Maya was the offspring of a cross-cultural marriage between a Kashmiri Pandit father and an Iranian Zoroastrian mother.
However, there is a twist in the fairy tale love story because of a connection between an ageing Pathan, Shahenshah Liaqhat Khan, and Maya.
Khan had lost his wife and son in the Post-Partition Riots of 1947.
There are some salacious descriptions of Milan’s amorous trysts in SA and India and a liberal use of expletives – but all in context, and, as a swami in the holy city of Varanasi advises him: “… the temptation of desire will always be there, but our resistance is what actually elevates us”.

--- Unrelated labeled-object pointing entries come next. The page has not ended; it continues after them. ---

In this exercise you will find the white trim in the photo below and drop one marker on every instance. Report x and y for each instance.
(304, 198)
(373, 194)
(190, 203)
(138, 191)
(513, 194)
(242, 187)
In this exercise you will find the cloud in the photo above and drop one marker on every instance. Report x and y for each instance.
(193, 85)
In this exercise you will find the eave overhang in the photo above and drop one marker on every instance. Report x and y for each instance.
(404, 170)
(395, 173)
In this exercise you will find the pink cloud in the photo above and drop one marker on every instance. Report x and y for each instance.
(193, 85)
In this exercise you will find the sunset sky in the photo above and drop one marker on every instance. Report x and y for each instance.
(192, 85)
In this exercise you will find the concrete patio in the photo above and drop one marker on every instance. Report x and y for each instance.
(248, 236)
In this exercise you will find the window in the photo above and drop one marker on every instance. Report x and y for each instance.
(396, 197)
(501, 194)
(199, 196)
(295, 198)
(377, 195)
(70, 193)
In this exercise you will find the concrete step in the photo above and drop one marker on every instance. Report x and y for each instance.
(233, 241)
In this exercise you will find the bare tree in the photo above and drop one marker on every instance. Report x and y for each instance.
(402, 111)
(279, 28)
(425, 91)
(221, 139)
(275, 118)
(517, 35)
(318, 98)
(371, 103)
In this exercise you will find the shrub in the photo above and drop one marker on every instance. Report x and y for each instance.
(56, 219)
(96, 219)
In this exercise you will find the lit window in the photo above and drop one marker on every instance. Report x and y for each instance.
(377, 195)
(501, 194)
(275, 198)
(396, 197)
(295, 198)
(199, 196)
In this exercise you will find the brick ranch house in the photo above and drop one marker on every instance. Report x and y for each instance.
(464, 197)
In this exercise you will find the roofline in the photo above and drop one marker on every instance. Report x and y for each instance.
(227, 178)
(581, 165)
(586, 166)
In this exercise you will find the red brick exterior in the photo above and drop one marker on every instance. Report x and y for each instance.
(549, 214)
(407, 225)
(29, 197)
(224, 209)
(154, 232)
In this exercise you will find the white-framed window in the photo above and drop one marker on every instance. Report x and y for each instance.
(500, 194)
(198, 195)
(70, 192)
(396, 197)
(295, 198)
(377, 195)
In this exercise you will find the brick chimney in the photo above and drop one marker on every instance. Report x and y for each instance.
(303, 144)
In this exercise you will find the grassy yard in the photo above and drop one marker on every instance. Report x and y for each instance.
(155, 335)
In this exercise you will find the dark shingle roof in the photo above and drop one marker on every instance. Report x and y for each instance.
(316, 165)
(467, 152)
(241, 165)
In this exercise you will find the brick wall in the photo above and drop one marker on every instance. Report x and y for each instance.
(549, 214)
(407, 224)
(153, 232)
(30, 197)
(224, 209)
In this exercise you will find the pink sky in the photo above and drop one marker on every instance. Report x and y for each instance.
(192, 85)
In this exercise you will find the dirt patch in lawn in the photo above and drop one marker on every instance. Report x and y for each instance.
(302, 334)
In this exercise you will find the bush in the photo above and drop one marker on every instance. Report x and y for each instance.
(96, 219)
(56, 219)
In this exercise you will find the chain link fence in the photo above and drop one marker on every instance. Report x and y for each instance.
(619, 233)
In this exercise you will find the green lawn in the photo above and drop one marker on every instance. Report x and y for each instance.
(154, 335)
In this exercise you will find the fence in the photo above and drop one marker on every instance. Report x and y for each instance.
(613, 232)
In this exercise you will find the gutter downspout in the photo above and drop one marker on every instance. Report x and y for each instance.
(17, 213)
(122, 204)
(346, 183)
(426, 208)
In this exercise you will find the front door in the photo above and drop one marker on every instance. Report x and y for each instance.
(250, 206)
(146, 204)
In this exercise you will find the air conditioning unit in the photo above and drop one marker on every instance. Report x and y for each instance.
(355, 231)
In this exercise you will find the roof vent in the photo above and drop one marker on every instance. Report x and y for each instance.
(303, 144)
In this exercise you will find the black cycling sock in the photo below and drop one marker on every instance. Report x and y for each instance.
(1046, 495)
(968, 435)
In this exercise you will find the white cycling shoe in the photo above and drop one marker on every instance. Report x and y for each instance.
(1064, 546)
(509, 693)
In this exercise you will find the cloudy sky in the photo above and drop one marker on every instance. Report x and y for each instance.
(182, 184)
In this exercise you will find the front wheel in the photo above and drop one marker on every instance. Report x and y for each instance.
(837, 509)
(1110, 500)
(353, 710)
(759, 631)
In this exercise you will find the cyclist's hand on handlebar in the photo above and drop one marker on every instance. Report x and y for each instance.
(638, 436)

There is also a mind-bending, drug-induced trip in Goa and a guilt-ridden experience with hashish in Kashmir.
At times, Maharaj plays around with the reader, making one wonder whether the protagonist is reprehensible or simply a flawed martyr.
Anecdotal vignettes – memory flashbacks, dream sequences, and an eccentric best friend – are all used to retrace Milan’s grandfather’s journey from India.
There are several themes and sub-themes: the challenges of indentured labour, which was basically a form of slavery (and human trafficking); struggles against racism and discrimination; post-apartheid anxieties; the quest for roots and identity; conflict with the indigenous community; religious tensions; self-discovery; soulmate relationships; and spiritual salvation.
Maharaj has penned a literary masterpiece, transcending the local and global history and geography – all with extraordinary attention to detail across space and time, along a journey from the mouth to the Himalayan source of the Ganga.
It is a tale where the protagonist scales the borders of sanity and material depravity in his higher spiritual quest.
Nominations for literary awards and a Bollywood/Netflix series surely beckon.